PORT ANGELES — The Great Olympic Peninsula Duck Derby is moving to Lincoln Park, organizers announced Monday.
The May 13 fundraiser for the Olympic Medical Center Foundation and the Sequim Rotary Club needed a new home because of continuing construction of a biomass cogeneration plant at the Nippon Paper Industries USA mill in Port Angeles.
The racing of rubber ducks in a tidal flow has been held in a canal at the paper mill in May for almost 20 years.
Bruce Skinner, executive director of the Olympic Medical Center Foundation, said a new location came down to two choices: Port Angeles City Pier or the Lincoln Park ponds.
He said both sites have plenty of parking but Lincoln Park is “just an easier place to stage a race.”
“If you do it at the City Pier, you’re in effect throwing ducks into the ocean,” Skinner said. “You have to control where they go.”
The plastic duck races draw hundreds of spectators every year. A total of 31,179 tickets were sold for last year’s derby
Tickets will be sold at area businesses in the weeks leading up to the event. If the number on the ticket corresponds to the number on the rubber duck that crosses the finish line first, you win.
Tom Baermann of Port Angeles won last year’s grand prize: a new Toyota donated by Wilder Toyota-Scion.
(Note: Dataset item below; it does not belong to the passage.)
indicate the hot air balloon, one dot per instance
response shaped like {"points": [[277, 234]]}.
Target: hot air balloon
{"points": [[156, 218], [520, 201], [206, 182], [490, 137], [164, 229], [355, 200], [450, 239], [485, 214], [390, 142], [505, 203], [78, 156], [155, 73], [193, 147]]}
In addition to the main race, larger rubber ducks are floated in the Bub and Alice Olsen Very Important Duck Race.
Other than the new location, Skinner said this year’s derby will look the same as it has in the past
“It’s the same event,” he said
The mill canal had hosted the 23-year-old derby every year since 1992, Skinner said.
Mill Manager Harold Norlund said it is unknown whether the race can return to Nippon after the biomass project is completed.
The first Great Olympic Peninsula Duck Derby was held in the Dungeness River in 1990.
It moved to Carrie Blake Park in 1991 before settling in at Nippon.